From the second century the church fathers began to argue, debate, and fight over their different concepts concerning the Trinity and the person of Christ. The church was divided by these doctrinal disputations. Then Constantine the Great came to power. Because he did not want to see religious fighting in his empire, he summoned all the great teachers to a council in Nicaea in A.D. 325. That council produced the first creed, which is recognized today by the Catholic Church and the Protestant churches. However, the first Nicene Creed was not complete, and a later council amended the creed by adding that the Holy Spirit is “the Lord and Giver of life, who proceeds from the Father, who with the Father and the Son together is worshiped and glorified.” However, this creed still did not stop the disputation and division. Thus, from the beginning, the church has been damaged by organization, which kills the function of the members of the Body, and division, which is brought in by doctrinal disputation. Since the sixteenth century, division after division has come in among the private churches. After the Second World War, especially in the United States, the independent groups began. Today there are thousands of divisions among Christians.
God’s purpose is to have a proper church—full of life and constituted with Christ—to be the expression of God on the earth. Today the church has been fully deadened by organization and divided into many different groups. Most Christian groups hold the basic items of the faith concerning the Bible, the Person of Christ, and salvation, but the fulfillment of God’s purpose has become impossible. Organization and division prevent the church from being a living organism—the Body of Christ as the fullness of the One who fills all in all—to express God.
The degradation of the church through the centuries has been a result not only of organization and division but also of mixture with heathenism and paganism. After Constantine the Great accepted Christianity, many pagan things were brought into the church and given a Christian name, including Christmas, Easter, and the worship of Mary. G. H. Pember clearly defined the pagan things brought in by Catholicism in his book Mystery Babylon the Great. In Matthew 13:33 the Lord likens this mixture to leaven, “which a woman took and hid in three measures of meal until the whole was leavened.” This woman is the apostate Roman Catholic Church, called Jezebel in Revelation 2:20. Today nearly every truth has been leavened. The leaven of Christmas has been added to the truth of the incarnation. Easter has been added to the resurrection. The purity of the truth has been lost in degraded Christianity.

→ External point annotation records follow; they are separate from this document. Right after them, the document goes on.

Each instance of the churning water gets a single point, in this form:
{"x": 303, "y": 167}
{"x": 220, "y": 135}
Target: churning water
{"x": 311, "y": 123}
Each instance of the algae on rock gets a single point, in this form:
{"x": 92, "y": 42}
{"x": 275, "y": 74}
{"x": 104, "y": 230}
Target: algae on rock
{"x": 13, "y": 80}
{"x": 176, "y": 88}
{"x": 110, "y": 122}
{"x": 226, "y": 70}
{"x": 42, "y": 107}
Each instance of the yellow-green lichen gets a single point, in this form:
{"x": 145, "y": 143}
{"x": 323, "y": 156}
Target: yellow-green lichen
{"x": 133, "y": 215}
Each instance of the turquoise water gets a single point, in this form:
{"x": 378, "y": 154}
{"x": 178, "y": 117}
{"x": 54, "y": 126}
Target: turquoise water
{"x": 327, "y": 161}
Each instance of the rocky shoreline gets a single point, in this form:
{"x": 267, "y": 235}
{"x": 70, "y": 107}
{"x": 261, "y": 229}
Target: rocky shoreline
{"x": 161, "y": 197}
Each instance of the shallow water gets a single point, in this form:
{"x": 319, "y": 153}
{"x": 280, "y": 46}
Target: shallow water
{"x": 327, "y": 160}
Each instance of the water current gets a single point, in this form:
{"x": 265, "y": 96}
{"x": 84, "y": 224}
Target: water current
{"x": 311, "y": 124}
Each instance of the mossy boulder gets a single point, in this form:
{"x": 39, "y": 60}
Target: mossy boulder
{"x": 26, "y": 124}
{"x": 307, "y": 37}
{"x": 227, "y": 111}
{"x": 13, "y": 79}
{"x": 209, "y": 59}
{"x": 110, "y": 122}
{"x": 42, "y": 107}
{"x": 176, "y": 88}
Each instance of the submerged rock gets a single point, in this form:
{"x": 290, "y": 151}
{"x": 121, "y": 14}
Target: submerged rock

The recovery of the truth began when Martin Luther recovered the truth of justification by faith. Two centuries after Luther, seeking Christians in northern Europe were under persecution and forced to leave their countries. Many went to Germany, where a brother named Zinzendorf, who genuinely loved the Lord, allowed them to settle on his large estate. These persecuted ones came to Zinzendorf’s estate with many differing opinions, and their dissension and fighting increased after their arrival. One day in 1727 Zinzendorf called them together and convinced them to drop their disputations and to hold only to the items of the common faith. That Lord’s Day, at the Lord’s table, they experienced an outpouring of the Holy Spirit, and there was a great revival. This began the first practice of the church life in the Lord’s recovery, but the light that these Moravian Brethren saw was not very clear.